そのまま、成犬になったダフは、歯もなくて、小さかったけれど、元気になり活発に育った。

カップルで犬を飼うことってあると思うけれど、このまま、子供みたいに一緒に過ごそうって思って買ってるわけで、別れが来ることを予想しながら飼う人なんていないと思う。
原田くんと私の場合も別れるって選択肢を、Hくんは1ミリも思ってなかったと思うし、私もその時は思わなかった。

でも、数年経った頃から、私の中でのモヤモヤが大きくなり、別れを意識した時、ダフはどうしようと言う気持ちを持ちながら過ごす日々があった。
私のわがままで別れるから、ダフは置いていくべきか。。彼もいなくなり、ダフもいなくなり1人でやっていけるのかとか、思いながら生活を続けた。

結局別れの時、ダフは置いていく選択肢をした。
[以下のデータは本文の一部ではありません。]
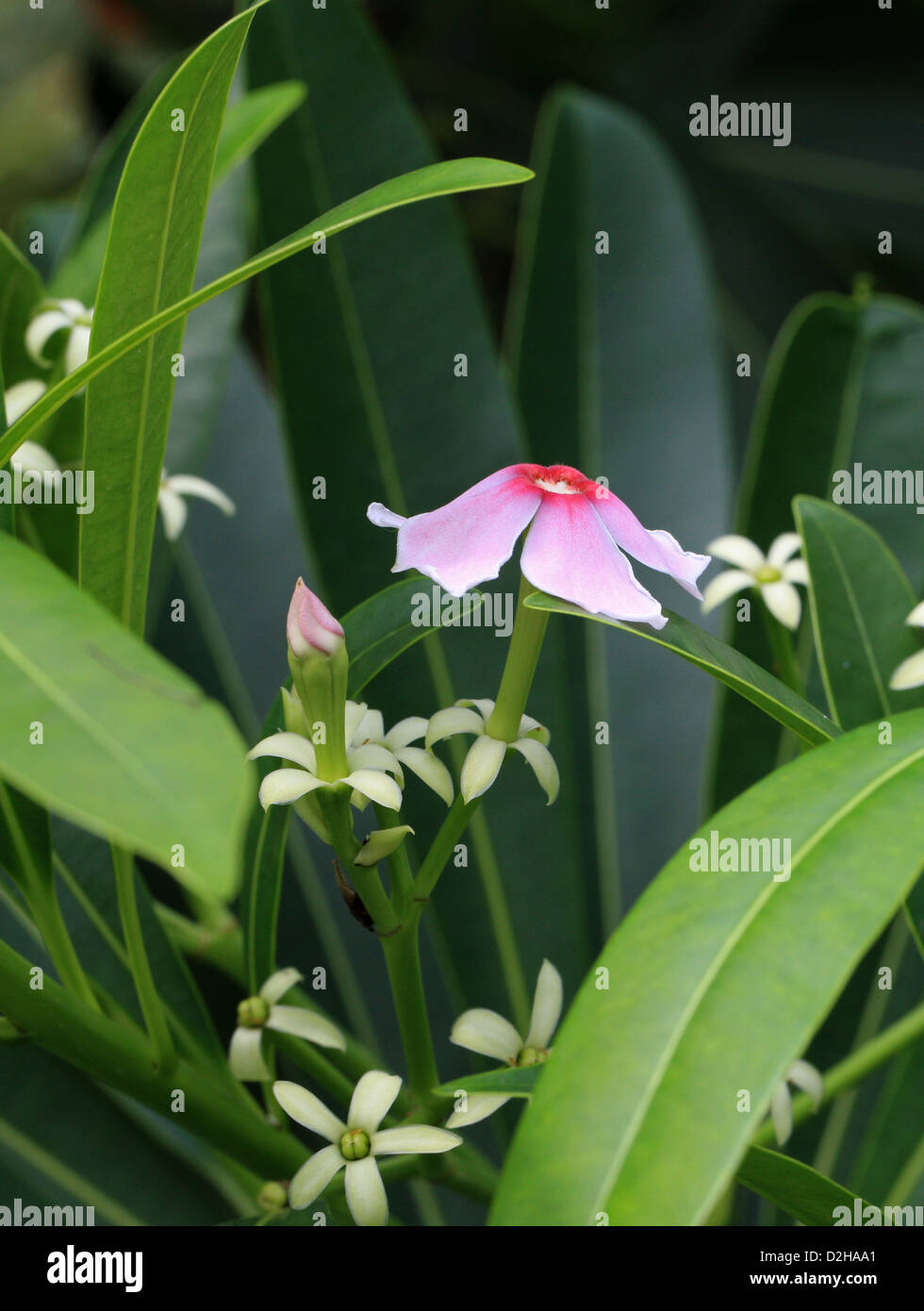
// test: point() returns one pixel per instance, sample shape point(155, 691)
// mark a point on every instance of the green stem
point(155, 1019)
point(855, 1068)
point(520, 668)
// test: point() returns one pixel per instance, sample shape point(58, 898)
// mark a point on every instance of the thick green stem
point(520, 668)
point(155, 1019)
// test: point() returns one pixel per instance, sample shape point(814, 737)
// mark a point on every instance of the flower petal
point(722, 587)
point(783, 602)
point(468, 540)
point(569, 554)
point(412, 1139)
point(783, 547)
point(480, 1105)
point(247, 1058)
point(305, 1024)
point(372, 1099)
point(286, 746)
point(909, 674)
point(652, 547)
point(430, 770)
point(545, 1007)
point(306, 1109)
point(738, 551)
point(481, 766)
point(541, 763)
point(375, 786)
point(487, 1034)
point(279, 984)
point(454, 720)
point(313, 1177)
point(366, 1193)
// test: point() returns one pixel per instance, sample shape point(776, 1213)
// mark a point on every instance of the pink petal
point(569, 554)
point(655, 548)
point(470, 539)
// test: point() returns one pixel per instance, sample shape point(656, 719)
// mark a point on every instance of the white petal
point(541, 763)
point(430, 770)
point(809, 1079)
point(372, 1099)
point(487, 1034)
point(187, 484)
point(480, 1105)
point(245, 1057)
point(456, 719)
point(909, 674)
point(797, 571)
point(23, 396)
point(173, 509)
point(545, 1007)
point(306, 1109)
point(313, 1177)
point(305, 1024)
point(42, 329)
point(412, 1139)
point(782, 1112)
point(783, 547)
point(366, 1193)
point(406, 732)
point(481, 766)
point(282, 787)
point(722, 587)
point(375, 786)
point(783, 602)
point(736, 551)
point(286, 746)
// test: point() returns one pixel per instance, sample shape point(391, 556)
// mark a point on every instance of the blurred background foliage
point(628, 373)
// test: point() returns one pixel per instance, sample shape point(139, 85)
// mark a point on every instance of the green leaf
point(513, 1082)
point(724, 662)
point(860, 601)
point(151, 256)
point(716, 984)
point(130, 749)
point(796, 1188)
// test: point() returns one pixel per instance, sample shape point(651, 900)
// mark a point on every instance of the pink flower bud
point(311, 627)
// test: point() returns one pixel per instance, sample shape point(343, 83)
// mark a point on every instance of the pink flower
point(311, 625)
point(571, 551)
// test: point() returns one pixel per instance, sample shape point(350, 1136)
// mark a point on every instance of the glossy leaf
point(716, 984)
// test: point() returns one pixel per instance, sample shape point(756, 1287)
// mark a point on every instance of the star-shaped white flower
point(173, 507)
point(773, 574)
point(365, 726)
point(264, 1012)
point(56, 316)
point(486, 755)
point(355, 1145)
point(910, 672)
point(805, 1076)
point(490, 1035)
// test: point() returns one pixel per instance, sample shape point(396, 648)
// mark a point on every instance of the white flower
point(355, 1143)
point(486, 755)
point(173, 507)
point(772, 574)
point(806, 1078)
point(910, 672)
point(57, 316)
point(262, 1012)
point(371, 729)
point(490, 1035)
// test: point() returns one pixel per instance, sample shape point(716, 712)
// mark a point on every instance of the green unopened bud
point(355, 1145)
point(272, 1197)
point(253, 1012)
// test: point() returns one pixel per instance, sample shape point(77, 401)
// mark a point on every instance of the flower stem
point(520, 668)
point(155, 1021)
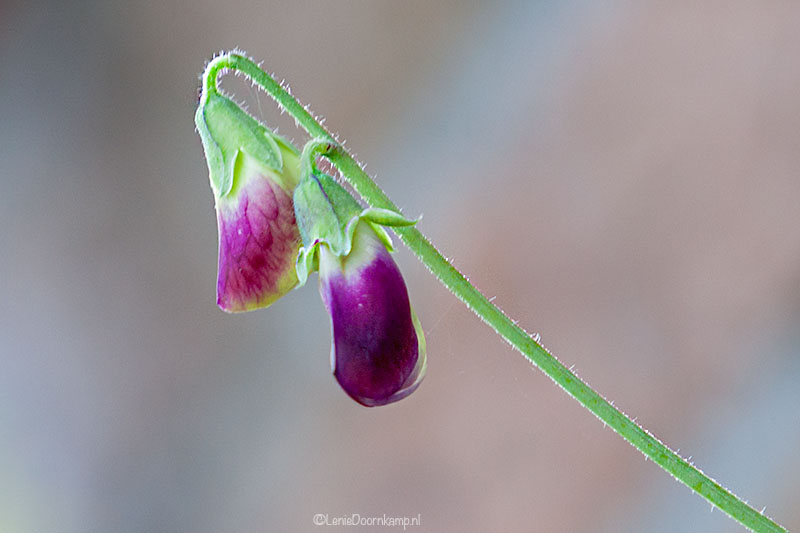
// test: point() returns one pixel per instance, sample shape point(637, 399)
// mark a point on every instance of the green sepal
point(307, 262)
point(315, 214)
point(225, 130)
point(327, 214)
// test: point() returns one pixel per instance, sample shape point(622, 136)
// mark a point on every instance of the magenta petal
point(258, 244)
point(378, 353)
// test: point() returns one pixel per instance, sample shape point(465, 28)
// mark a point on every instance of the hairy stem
point(642, 440)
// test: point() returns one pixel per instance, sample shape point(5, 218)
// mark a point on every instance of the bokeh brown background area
point(623, 178)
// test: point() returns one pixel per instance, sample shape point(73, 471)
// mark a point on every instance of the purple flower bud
point(378, 353)
point(258, 235)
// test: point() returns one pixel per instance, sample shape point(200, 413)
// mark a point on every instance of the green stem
point(491, 314)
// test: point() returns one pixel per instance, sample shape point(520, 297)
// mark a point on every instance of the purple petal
point(258, 244)
point(378, 353)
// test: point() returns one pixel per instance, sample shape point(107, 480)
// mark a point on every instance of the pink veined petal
point(258, 243)
point(378, 352)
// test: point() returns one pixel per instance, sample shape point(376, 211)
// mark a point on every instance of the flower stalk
point(449, 276)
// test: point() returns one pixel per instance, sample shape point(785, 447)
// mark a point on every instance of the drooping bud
point(378, 349)
point(253, 174)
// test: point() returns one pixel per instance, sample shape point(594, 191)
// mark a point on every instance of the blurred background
point(622, 178)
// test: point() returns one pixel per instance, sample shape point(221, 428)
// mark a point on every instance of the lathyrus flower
point(253, 174)
point(378, 349)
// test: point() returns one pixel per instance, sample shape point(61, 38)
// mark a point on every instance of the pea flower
point(253, 174)
point(378, 349)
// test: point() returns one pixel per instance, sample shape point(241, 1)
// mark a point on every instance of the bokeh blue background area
point(624, 179)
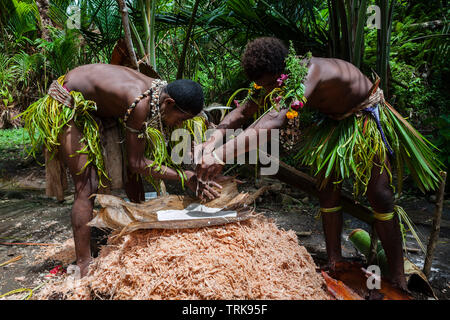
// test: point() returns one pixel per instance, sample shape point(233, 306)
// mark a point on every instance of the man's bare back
point(112, 87)
point(338, 86)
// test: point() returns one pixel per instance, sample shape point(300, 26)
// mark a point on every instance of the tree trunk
point(43, 8)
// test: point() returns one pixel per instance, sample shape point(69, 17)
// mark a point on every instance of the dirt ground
point(28, 216)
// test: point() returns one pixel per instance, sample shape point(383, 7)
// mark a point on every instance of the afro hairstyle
point(264, 56)
point(188, 95)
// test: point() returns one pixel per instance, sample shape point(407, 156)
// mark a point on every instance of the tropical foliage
point(41, 40)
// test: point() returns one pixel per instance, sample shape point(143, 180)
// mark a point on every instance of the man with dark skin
point(114, 88)
point(332, 87)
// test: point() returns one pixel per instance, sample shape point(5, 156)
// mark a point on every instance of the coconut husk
point(252, 259)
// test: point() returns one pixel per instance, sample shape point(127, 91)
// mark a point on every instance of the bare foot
point(84, 267)
point(400, 283)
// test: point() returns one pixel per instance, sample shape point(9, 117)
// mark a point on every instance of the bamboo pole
point(126, 29)
point(436, 227)
point(186, 41)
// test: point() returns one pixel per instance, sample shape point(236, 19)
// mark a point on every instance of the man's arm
point(213, 163)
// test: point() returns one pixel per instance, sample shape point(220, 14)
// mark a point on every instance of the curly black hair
point(264, 56)
point(188, 95)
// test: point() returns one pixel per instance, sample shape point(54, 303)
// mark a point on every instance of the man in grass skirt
point(67, 121)
point(333, 119)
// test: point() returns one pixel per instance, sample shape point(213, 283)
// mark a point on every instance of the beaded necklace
point(154, 116)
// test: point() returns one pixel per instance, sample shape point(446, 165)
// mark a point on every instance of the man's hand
point(204, 191)
point(209, 168)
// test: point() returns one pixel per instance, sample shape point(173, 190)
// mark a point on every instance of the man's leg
point(329, 199)
point(134, 187)
point(381, 198)
point(85, 184)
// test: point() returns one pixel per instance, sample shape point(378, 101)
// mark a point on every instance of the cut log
point(436, 226)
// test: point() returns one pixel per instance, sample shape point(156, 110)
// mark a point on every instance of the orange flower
point(291, 114)
point(256, 86)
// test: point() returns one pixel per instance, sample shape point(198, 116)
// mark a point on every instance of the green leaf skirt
point(46, 118)
point(353, 147)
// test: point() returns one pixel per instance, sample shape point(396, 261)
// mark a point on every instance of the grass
point(13, 140)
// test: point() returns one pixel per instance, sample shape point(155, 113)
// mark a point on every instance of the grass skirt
point(46, 118)
point(352, 147)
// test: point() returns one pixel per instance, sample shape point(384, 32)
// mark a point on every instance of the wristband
point(217, 158)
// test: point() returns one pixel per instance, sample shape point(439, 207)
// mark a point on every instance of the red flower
point(281, 79)
point(297, 105)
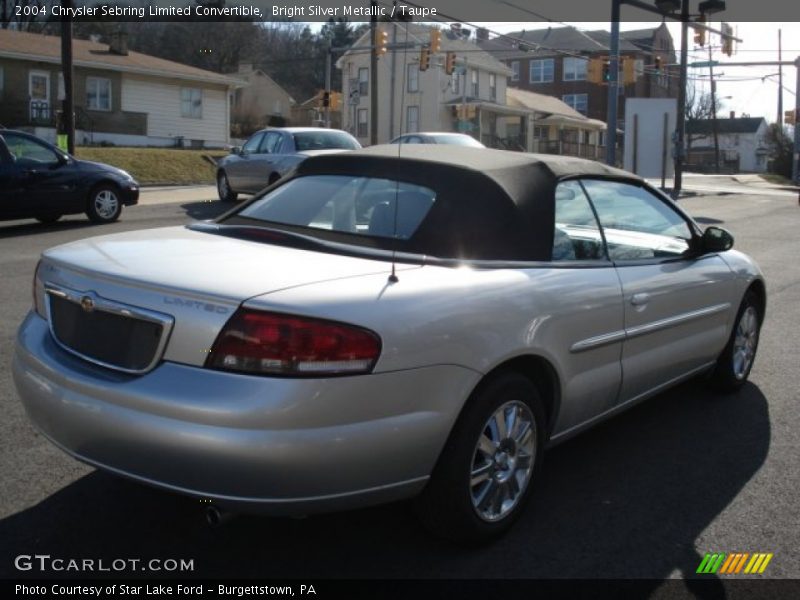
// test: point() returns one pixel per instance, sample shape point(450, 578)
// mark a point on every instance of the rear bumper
point(280, 446)
point(130, 193)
別れを私から切り出したこと、ダフは置いていって欲しいと言われたことから置いていくことにしたが、それから数年ダフは夢の中に出続けた。
でも、いつも最後はゴミ箱の中に捨てたり、排水溝の中に入ってしまったり、ダフの幸せな夢を見ることがなかった。
私も、父親も蒸発し私や、姉を捨てた。父親は、私のように、私の夢を見たのだろうか。捨ててきたと言う思いは、心のどこかにあったのだろうか。

私は、捨てられても、育ててくれる人や、周りの人がから、愛情をもらって、また楽しく過ごせた。
私と別れた後、Hくんは新しい彼女と結婚して、最後はダフを看取ったと言う話を聞いたので、ダフが幸せでなかったということはないと思う。

私と、ダフは幸い、捨てられた事、捨てた事を乗り越えられたのかも知らない。でも、捨てられた事、捨てた事を乗り越えられない人はいると思う。
そうならないように、子供も、動物も責任を持ってる人が育てるべきだと思う。